Les méchants c’est pas nous

Comme les Américains, qui restent généralement persuadés que par définition ils font partie des « gentils » et qu’ils luttent contre les forces du mal en tous lieux et en tout temps, nous sommes persuadés d’appartenir au camp du « bien », celui des « good guys ». Cela peut entraîner des contradictions comme lorsqu’un éminent historien, Pierre Nora, déclarait récemment qu’il souhaitait que la France commémore le bicentenaire de la mort de Napoléon premier, mais pas le 150e anniversaire de la Commune de Paris.

J’aurais précisément fait le choix inverse, considérant le nombre de morts entraîné par les guerres de conquête de l’empereur, rapporté aux avancées sociales audacieuses de la république éphémère de 1871. J’aurais aimé me bercer de l’idée que hormis ces épisodes lointains, et tout ce qui touche au passé colonial de la France, nous avions toujours fait les bons choix et nous nous soyons trouvés du bon côté dans les conflits internationaux, mais tel n’est malheureusement pas le cas, comme le démontre le rapport remis récemment au président de la République par un groupe d’historiens conduit par Vincent Duclert, qui porte sur le rôle de la France pendant le génocide des Tutsis au Rwanda. Si nous n’avons pas participé aux massacres, nous n’avons pas su les empêcher, et nous n’avons rien fait pour empêcher les responsables de s’enfuir. La responsabilité personnelle du chef de l’état de l’époque, François Mitterrand, y est engagée, au moins dans ce laisser-faire, et la France se grandirait en le reconnaissant. Il me coûte de devoir admettre qu’une certaine gauche n’a pas fait mieux que la droite dans ces affaires, comme le prouve par exemple l’expédition franco-anglaise sur le canal de Suez en 1956 du temps de Guy Mollet, ou la gestion de la décolonisation en Afrique.
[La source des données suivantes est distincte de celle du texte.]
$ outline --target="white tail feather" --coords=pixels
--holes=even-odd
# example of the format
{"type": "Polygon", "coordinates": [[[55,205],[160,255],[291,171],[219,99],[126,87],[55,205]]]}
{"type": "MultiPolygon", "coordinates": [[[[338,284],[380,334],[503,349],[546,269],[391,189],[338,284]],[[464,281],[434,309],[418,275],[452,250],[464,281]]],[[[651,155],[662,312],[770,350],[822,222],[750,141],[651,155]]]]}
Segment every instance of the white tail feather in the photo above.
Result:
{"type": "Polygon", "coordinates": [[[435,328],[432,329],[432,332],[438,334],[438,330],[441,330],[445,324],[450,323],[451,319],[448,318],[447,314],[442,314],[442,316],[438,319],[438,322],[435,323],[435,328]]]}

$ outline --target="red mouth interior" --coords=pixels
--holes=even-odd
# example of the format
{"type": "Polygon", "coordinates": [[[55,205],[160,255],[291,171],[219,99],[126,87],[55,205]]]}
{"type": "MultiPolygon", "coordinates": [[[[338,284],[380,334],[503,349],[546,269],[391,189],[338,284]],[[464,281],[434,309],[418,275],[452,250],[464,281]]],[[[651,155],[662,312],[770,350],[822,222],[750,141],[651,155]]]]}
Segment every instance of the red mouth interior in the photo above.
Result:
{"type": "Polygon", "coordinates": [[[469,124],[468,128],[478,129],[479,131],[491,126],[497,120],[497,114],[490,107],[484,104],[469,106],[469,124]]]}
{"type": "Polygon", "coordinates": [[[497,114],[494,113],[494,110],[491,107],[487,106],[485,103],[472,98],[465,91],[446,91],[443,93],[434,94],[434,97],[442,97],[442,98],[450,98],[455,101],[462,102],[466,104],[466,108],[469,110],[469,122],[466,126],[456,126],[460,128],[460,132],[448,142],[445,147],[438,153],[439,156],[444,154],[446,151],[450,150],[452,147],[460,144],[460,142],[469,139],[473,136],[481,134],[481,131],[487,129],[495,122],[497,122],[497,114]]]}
C’est dans ce contexte que surgit l’affaire de la frappe aérienne française au Mali en janvier dernier. L’armée, engagée dans l’opération Barkhane, annonce avoir « neutralisé » des dizaines de djihadistes, alors que les habitants dénoncent une bavure qui aurait touché des villageois fêtant un mariage. Il est très difficile de démêler « à chaud » le vrai du faux, mais il n’est pas impossible que les deux thèses apparemment contradictoires soient partiellement vraies toutes les deux. La France nie, naturellement, par la bouche de sa ministre des armées, mais peut-on la croire sur parole ? Ce qui est sûr, c’est que notre pays s’est engagé dans la lutte pour de bonnes raisons, mais se retrouve bien isolé et dans l’incapacité de sortir à court terme de ce guêpier tant que le pouvoir local, seul légitime, sera aussi faible et ne pourra pas exercer son autorité sur un territoire immense et en grande partie désertique.